Una volta acquistato il pentolame giusto devi anche saperlo fare durare nel tempo: come ti abbiamo spiegato ogni materiale ha il suo specifico modo di essere trattato affinché duri il più a lungo possibile in condizioni ideali, alcuni richiedono meno manutenzione mentre altri sono più delicati e necessitano di maggiori accortezze. Ci sono però delle regole generiche che valgono per qualsiasi tipo di pentola e padella a prescindere dal materiale in cui sono realizzate.

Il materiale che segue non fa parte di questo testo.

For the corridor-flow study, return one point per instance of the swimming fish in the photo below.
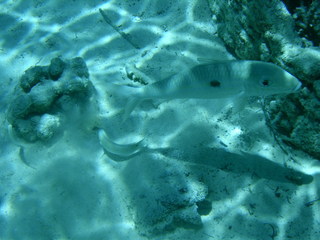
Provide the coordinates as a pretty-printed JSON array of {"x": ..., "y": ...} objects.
[{"x": 219, "y": 79}]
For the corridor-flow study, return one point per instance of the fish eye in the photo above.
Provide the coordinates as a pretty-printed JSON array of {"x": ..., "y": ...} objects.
[
  {"x": 215, "y": 83},
  {"x": 265, "y": 82}
]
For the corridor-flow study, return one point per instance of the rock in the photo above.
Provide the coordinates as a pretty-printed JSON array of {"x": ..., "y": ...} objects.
[
  {"x": 56, "y": 68},
  {"x": 37, "y": 98},
  {"x": 33, "y": 76}
]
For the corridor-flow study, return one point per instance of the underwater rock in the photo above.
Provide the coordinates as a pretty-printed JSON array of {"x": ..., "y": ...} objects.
[
  {"x": 266, "y": 31},
  {"x": 56, "y": 68},
  {"x": 296, "y": 120},
  {"x": 169, "y": 201},
  {"x": 37, "y": 111},
  {"x": 307, "y": 20}
]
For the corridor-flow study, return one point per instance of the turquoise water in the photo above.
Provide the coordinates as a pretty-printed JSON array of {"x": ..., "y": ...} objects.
[{"x": 202, "y": 171}]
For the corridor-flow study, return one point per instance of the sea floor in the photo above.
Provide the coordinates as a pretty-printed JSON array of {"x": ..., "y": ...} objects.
[{"x": 229, "y": 160}]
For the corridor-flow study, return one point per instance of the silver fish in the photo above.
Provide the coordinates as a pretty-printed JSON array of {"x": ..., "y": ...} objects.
[{"x": 219, "y": 79}]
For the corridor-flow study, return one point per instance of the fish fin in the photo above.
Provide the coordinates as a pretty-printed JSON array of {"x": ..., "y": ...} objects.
[
  {"x": 131, "y": 104},
  {"x": 211, "y": 60},
  {"x": 239, "y": 104},
  {"x": 119, "y": 152}
]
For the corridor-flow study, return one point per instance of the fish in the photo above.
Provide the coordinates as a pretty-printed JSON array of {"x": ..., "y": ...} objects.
[{"x": 218, "y": 80}]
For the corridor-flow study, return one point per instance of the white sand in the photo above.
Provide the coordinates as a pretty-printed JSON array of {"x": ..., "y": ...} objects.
[{"x": 71, "y": 191}]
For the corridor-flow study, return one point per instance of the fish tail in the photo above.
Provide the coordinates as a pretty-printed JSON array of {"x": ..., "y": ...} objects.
[{"x": 131, "y": 104}]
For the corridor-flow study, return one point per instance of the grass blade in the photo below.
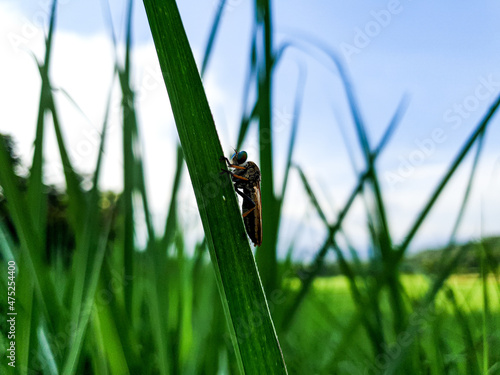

La prima e più importante regola è evitare gli shock termici, per esempio mettere la stoviglia ancora bollente sotto l’acqua fredda: a contatto con un liquido freddo, le superfici bollenti reagiscono immediatamente, mentre gli strati più interni non riescono a farlo in tempo, quindi i materiali subiscono uno shock termico troppo violento, con il risultato che la padella si deteriora più rapidamente.

Per far durare più a lungo pentole e padelle è fondamentale anche non surriscaldarle a vuoto. È vero, per alcune ricette (per esempio una gustosa bistecca) c’è bisogno che siano ben calde, ma non di un eccesso prolungato per scaldare debitamente la pentola: non dimenticare per troppo tempo pentole e padelle sul fuoco alto: va bene scaldarle, ma a fiamma moderata, e se iniziano a fumare senza contenere cibo è il segno che le stai irrimediabilmente rovinando. Preferisci sempre utensili in legno, silicone o plastica ed evita il più possibile utensili di metallo: solo alluminio, acciaio inox e ferro li tollerano bene, tutti gli altri materiali sono sensibili e rischiano di venire graffiati.
Il momento del lavaggio è particolarmente importante per la conservazione di pentole e padelle. Ricorda che la lavastoviglie, per quanto comoda, stressa molto i materiali per via delle alte temperature, dell’asciugatura col vapore e dell’ambiente umido: preferisci il lavaggio a mano quando puoi, anche di stoviglie che sopportano bene la lavastoviglie come quelle in acciaio inossidabile (inox). In tutti gli altri casi, comprese le stoviglie antiaderenti (di solito sono adatte, ma alla lunga il rivestimento si può rovinare), è preferibile il lavaggio a mano con spugne e prodotti delicati per evitare graffi e corrosioni. Infine presta attenzione al modo in cui riponi pentole e padelle, perché anche questo influisce sulla loro conservazione: quando le impili, infatti, il peso prolungato può deformarle nel tempo. L’ideale sarebbe appenderle – esistono barre molto creative per la cucina e possono risolvere il problema degli spazi piccoli, oltre ad essere decorative se particolarmente belle – e se proprio devi impilarle non incastrarle a forza e proteggi il fondo interno della padella con un tovagliolo di carta, così che non si graffi.